Sol Marquez, a member of Centro CSO and Freedom Road Socialist Organization, opened the event by explaining how International Women’s Day emerged in the 1900s out of the struggles of working-class women in New York City, Germany and the Soviet Union. She then connected International Women’s Day’s origins to current examples of patriarchy, including the election of Trump, recent laws banning abortion in certain parts of the U.S. and the #MeToo movement. Marquez asked the attendees at the event, “How many of you marched when Trump was inaugurated January 2016? We marched in the rain to protest him as U.S. president! And women again stood up in January of 2019 to participate in the UTLA strike.” She finished the introduction by reading from The Duty of Working Women in War-Time by Clara Zetkin, the German Marxist whose proposal led to the first International Women’s Day.
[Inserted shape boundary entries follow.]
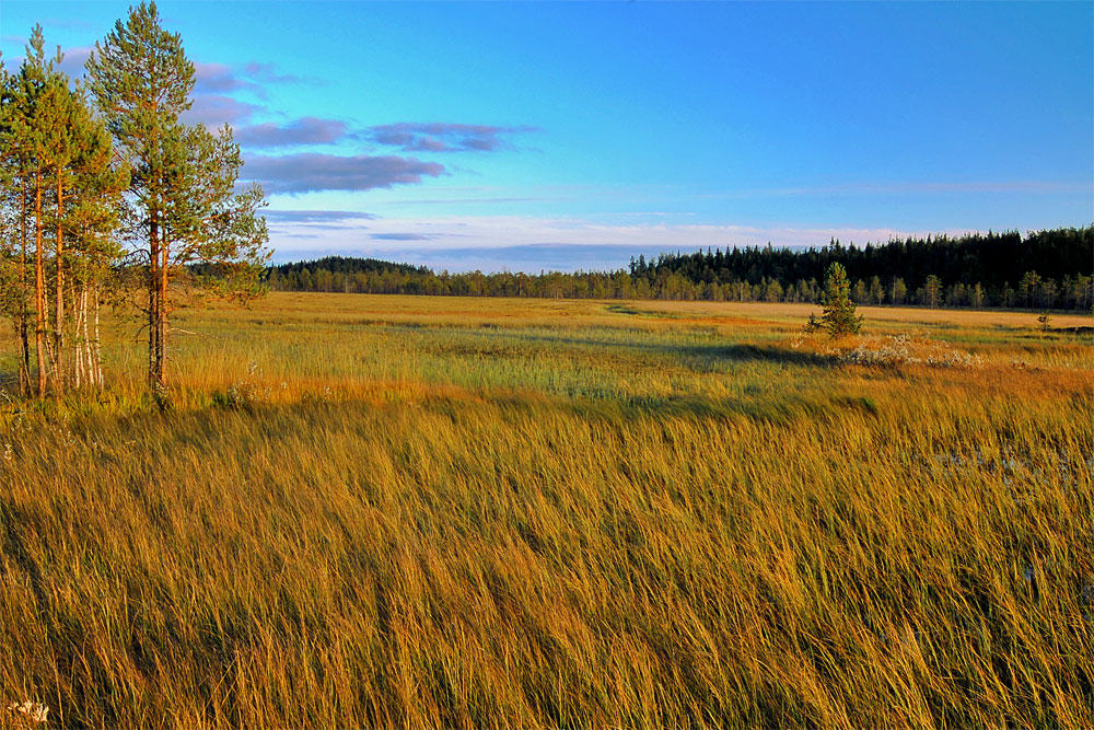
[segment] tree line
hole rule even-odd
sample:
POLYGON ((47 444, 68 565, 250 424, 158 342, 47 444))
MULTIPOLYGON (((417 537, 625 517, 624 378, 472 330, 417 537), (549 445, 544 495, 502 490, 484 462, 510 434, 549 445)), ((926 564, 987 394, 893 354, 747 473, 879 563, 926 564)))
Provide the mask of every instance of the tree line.
POLYGON ((275 290, 387 294, 676 299, 740 302, 821 300, 839 264, 857 304, 1072 309, 1094 305, 1094 227, 1032 233, 894 240, 805 251, 749 246, 631 259, 615 271, 451 274, 373 258, 327 257, 271 267, 275 290))
POLYGON ((265 197, 236 189, 230 127, 181 119, 194 65, 154 2, 95 44, 84 79, 61 60, 36 25, 19 69, 0 66, 0 315, 19 387, 101 386, 104 304, 137 314, 149 382, 163 386, 174 311, 259 291, 265 197))

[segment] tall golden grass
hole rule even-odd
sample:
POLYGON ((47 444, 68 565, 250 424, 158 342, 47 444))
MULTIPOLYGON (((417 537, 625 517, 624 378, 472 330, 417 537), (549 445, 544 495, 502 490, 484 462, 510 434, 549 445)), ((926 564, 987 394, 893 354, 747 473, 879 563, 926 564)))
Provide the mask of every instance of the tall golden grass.
POLYGON ((2 416, 0 704, 1094 726, 1090 339, 886 312, 271 296, 181 324, 159 403, 119 336, 2 416), (979 364, 842 359, 900 327, 979 364))

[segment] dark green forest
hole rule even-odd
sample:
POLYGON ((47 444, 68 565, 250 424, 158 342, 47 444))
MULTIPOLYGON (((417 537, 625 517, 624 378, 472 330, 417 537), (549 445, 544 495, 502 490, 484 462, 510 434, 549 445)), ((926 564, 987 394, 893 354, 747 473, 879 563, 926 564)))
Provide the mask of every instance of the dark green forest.
POLYGON ((282 291, 816 302, 841 264, 859 304, 1090 311, 1094 225, 899 239, 807 250, 748 246, 632 258, 615 271, 450 274, 374 258, 327 257, 271 267, 282 291))

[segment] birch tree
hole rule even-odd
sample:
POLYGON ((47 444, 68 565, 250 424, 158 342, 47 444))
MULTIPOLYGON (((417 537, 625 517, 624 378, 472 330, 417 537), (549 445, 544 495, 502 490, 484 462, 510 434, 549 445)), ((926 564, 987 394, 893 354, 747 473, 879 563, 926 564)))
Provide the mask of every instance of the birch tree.
MULTIPOLYGON (((88 60, 90 89, 131 169, 127 196, 135 266, 144 296, 148 376, 166 385, 170 315, 183 302, 173 282, 201 283, 194 265, 229 270, 253 289, 267 258, 261 188, 236 194, 243 164, 225 129, 214 136, 179 115, 191 105, 194 65, 154 2, 131 8, 88 60)), ((221 280, 223 281, 223 280, 221 280)))

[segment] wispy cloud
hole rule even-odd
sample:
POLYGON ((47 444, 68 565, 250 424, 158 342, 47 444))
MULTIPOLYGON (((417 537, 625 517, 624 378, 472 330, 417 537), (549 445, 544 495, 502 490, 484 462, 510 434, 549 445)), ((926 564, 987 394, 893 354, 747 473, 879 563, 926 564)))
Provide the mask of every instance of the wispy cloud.
POLYGON ((266 89, 237 73, 232 67, 223 63, 195 63, 194 91, 198 94, 226 94, 235 91, 249 91, 259 99, 266 99, 266 89))
POLYGON ((183 113, 182 119, 186 124, 219 127, 223 124, 236 125, 261 111, 263 107, 257 104, 241 102, 232 96, 196 94, 194 105, 183 113))
POLYGON ((504 136, 529 131, 537 128, 400 121, 370 127, 366 136, 377 144, 398 147, 405 152, 491 152, 509 147, 504 136))
POLYGON ((919 194, 961 193, 1083 193, 1094 190, 1089 182, 1056 181, 973 181, 973 182, 883 182, 883 183, 839 183, 801 187, 743 188, 703 193, 698 198, 747 199, 768 197, 848 197, 848 196, 899 196, 919 194))
POLYGON ((443 165, 414 158, 316 153, 252 155, 243 169, 246 179, 261 183, 267 193, 290 195, 313 190, 389 188, 421 183, 423 177, 443 174, 443 165))
POLYGON ((422 233, 370 233, 369 237, 376 241, 431 241, 435 236, 422 233))
MULTIPOLYGON (((347 221, 341 230, 305 230, 287 224, 271 230, 275 247, 292 234, 298 242, 284 246, 300 251, 300 241, 311 233, 309 247, 345 255, 399 258, 453 270, 538 271, 540 268, 573 270, 625 266, 630 256, 662 252, 695 251, 726 246, 822 246, 833 237, 845 244, 884 242, 892 237, 928 233, 966 233, 968 229, 943 231, 856 228, 847 225, 741 225, 671 222, 604 223, 577 218, 522 216, 450 216, 443 218, 380 218, 368 230, 347 221), (383 242, 391 242, 387 246, 383 242), (412 243, 414 248, 392 247, 412 243), (456 252, 456 253, 452 253, 456 252)), ((288 254, 280 252, 281 260, 288 254)))
POLYGON ((259 83, 323 83, 315 77, 296 76, 295 73, 280 73, 274 63, 260 63, 251 61, 243 67, 244 72, 259 83))
POLYGON ((331 221, 375 220, 373 213, 357 210, 266 210, 263 212, 271 221, 286 223, 328 223, 331 221))
POLYGON ((302 117, 286 125, 266 123, 238 127, 235 141, 246 147, 291 147, 329 144, 348 135, 348 126, 337 119, 302 117))

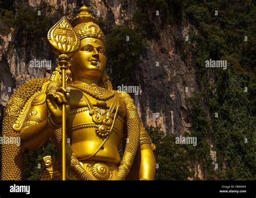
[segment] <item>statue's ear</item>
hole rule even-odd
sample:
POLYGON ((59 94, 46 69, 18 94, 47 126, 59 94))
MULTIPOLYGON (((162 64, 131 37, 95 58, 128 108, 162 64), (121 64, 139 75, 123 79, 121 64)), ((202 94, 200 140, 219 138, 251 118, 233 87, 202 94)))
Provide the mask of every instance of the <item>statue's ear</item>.
POLYGON ((105 70, 102 77, 100 78, 99 86, 106 88, 107 90, 113 90, 111 81, 106 74, 106 70, 105 70))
Chicana artist Vibiana Aparicio-Chamberlin read poems and excerpts from her memoir Mi Amor, about growing up on the Eastside of Los Angeles in a Mexican and indigenous family. She also spoke about her experiences at the mass protest against the Vietnam War – the Chicano Moratorium on August 29, 1970 – where she was beaten and sexually abused by two white police officers. Aparicio-Chamberlin then led a creative exercise, asking the crowd to reminisce together about the different spices and herbs their mothers and grandmothers used in their cooking. She closed with a poem about the femicides in Juarez made worse by the opening of maquiladoras along the U.S.-Mexico border.
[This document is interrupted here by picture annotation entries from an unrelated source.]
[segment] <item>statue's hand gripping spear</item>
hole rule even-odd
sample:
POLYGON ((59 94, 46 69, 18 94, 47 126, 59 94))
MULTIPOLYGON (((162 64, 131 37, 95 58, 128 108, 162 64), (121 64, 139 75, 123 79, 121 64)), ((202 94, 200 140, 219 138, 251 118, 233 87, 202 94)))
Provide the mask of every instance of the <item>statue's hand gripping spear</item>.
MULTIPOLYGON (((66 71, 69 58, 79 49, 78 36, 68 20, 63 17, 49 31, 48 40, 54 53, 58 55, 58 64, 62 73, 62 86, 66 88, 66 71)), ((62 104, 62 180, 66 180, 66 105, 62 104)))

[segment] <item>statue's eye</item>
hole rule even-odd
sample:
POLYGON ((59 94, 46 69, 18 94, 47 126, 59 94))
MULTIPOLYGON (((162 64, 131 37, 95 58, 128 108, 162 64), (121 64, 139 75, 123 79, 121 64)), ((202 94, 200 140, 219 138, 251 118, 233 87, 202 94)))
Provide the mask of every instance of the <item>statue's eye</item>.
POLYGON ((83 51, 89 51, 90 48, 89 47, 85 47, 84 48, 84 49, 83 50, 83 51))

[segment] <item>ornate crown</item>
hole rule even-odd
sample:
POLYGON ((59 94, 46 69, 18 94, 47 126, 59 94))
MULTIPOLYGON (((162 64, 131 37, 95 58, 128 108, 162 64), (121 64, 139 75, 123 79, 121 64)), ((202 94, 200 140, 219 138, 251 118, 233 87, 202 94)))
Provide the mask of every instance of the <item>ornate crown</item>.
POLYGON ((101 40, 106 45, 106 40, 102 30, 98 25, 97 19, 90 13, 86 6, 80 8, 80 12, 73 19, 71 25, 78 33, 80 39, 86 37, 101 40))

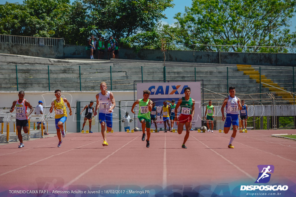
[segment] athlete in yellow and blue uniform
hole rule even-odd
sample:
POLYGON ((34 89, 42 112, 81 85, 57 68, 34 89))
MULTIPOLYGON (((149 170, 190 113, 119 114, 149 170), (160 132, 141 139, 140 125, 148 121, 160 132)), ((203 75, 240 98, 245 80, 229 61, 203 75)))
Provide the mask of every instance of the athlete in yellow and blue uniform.
POLYGON ((65 98, 63 99, 61 97, 62 94, 60 90, 56 89, 54 91, 54 95, 55 96, 56 98, 52 102, 49 112, 52 112, 54 108, 54 109, 56 128, 57 129, 57 134, 59 138, 59 144, 57 147, 60 147, 61 144, 63 142, 63 140, 61 138, 61 132, 62 132, 63 138, 65 137, 66 135, 63 126, 63 124, 67 120, 67 111, 66 106, 65 106, 65 102, 67 103, 67 106, 70 110, 69 113, 69 115, 72 115, 72 110, 71 109, 70 103, 67 99, 65 98))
Lupemar Torres, a Centro CSO and United Teachers of Los Angeles (UTLA) member, moderated a panel that included Marquez, Rosario Bonilla (Centro CSO), Garfield High School senior Sam Garcia (East Los Angeles Women’s Center), Josefina Rizo (Centro CSO and Justice for Jose “Peruzzi” Mendez”), and Eloisa Galindo (Eastside Padres Contra la Privatización). Torres asked the panelists a series of questions: “What organization are you from and what do you do?” “Why is it important for you as a woman to fight back?” “What advice do you have for other women?”

Marquez detailed her activism as a member of FRSO in Tampa, Florida, which included campaigns against deportations and around the murder of Trayvon Martin. Since moving to Los Angeles, she’s fought for public education and organized families who’ve lost loved ones at the hands of LAPD and LA County Sheriffs. She also emphasized how FRSO places women in positions of leadership and highlighted the role of socialism in historically improving conditions for women, particularly in Venezuela and Cuba.
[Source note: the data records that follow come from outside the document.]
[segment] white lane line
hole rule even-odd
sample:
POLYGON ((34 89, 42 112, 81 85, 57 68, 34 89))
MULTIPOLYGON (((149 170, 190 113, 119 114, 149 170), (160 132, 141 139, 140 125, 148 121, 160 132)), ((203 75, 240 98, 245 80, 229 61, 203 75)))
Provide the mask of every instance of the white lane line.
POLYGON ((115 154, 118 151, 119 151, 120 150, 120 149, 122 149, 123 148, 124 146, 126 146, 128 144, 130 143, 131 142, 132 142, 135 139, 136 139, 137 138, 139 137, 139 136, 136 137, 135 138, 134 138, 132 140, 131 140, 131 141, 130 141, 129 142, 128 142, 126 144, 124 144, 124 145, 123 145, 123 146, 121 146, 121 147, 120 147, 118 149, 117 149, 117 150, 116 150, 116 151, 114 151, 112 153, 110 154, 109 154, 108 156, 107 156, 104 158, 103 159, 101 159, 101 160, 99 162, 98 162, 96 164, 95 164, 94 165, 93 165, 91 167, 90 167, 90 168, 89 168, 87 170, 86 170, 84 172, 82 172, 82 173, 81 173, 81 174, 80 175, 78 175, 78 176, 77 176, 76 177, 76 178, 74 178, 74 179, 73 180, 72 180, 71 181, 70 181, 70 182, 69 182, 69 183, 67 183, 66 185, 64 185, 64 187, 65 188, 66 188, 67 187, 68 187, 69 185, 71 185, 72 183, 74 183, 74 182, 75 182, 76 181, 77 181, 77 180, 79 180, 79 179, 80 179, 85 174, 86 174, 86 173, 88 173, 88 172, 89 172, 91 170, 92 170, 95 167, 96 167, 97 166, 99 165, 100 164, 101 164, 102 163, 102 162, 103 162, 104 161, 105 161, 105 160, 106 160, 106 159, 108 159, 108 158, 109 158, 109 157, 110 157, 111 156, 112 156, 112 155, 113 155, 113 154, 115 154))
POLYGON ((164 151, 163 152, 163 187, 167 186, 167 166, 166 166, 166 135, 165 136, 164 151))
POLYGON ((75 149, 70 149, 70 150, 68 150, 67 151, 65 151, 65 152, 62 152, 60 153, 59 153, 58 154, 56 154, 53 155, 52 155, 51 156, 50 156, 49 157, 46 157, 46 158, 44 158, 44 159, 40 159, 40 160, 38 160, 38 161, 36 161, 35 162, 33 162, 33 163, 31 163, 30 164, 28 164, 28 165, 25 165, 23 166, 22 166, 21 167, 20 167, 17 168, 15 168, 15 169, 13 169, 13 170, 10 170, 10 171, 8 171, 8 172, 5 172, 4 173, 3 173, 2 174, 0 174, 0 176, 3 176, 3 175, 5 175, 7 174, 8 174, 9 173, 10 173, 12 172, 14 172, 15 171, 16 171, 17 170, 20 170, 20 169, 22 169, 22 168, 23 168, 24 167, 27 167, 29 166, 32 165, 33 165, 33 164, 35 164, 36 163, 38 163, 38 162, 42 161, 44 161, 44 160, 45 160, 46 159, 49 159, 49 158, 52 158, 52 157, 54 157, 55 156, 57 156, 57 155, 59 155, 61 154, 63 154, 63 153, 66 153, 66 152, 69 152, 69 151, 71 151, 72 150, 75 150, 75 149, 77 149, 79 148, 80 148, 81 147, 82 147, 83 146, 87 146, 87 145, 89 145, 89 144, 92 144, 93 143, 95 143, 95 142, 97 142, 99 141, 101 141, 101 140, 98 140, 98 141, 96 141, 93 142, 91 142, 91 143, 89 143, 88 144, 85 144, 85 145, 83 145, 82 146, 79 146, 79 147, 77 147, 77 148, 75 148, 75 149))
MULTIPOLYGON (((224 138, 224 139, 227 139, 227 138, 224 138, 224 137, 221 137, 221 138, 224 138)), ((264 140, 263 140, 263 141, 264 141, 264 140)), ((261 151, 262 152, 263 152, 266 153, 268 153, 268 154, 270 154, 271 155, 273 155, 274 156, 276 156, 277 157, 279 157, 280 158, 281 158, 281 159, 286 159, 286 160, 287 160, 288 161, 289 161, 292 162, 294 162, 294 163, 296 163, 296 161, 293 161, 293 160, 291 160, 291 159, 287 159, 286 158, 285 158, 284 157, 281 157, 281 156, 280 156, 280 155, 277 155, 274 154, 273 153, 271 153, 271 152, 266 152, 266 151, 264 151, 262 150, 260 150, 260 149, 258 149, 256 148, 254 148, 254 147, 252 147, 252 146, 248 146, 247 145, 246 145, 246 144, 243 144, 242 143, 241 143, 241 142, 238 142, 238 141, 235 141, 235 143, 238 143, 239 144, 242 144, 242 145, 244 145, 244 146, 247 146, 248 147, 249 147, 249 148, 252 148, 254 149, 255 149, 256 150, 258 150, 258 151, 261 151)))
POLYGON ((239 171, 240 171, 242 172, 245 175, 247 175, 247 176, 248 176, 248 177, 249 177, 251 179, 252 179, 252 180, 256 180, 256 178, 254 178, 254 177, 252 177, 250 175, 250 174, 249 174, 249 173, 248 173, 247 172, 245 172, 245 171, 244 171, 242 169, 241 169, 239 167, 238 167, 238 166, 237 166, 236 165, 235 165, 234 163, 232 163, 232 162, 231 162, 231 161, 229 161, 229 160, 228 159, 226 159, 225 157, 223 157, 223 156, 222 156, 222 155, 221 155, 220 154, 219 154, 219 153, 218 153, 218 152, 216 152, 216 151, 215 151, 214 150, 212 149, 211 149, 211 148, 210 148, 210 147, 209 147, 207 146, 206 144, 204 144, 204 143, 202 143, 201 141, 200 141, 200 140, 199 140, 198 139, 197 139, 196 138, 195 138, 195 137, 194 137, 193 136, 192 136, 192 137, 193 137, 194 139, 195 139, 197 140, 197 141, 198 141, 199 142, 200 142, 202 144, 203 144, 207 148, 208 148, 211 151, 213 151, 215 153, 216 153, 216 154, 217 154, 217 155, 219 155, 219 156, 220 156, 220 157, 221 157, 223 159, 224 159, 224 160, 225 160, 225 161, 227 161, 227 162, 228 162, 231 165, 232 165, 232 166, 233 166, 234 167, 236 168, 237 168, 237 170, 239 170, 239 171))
Rosario Bonilla, a Centro CSO and Eastside Padres Contra la Privatización member, talked about how she joined the struggle against charters after KIPP Promesa charter school attempted to open a new large school close to her son’s school in Boyle Heights. Centro CSO and other allied organizations fought back and won, as protests and Centro CSO’s lawsuit forced the KIPP corporation to cancel its plans. Bonilla told the crowd, “We are the voices of our children. We have to fight for the rights of our children.”

Sam Garcia described how their work as a youth organizer with ELAWC helped them regain their voice as a survivor of sexual assault. Josefina Rizo, whose 16-year-old son Jose Méndez was killed by LAPD in 2016, discussed how she went from attending Centro CSO meetings because of its support for her family’s case to now enjoying being an active member of the organization. Eloisa Galindo summarized the history of the Eastside Padres Contra la Privatización, explained her own process of learning about the impact of charters, and recognized the many parent activists involved with her group’s work.

Torres closed the event by highlighting the role of primarily women teachers in the UTLA strike on LAUSD in January 2019 and saying that all women, regardless of their personality and capacities, have a role to play in the movement.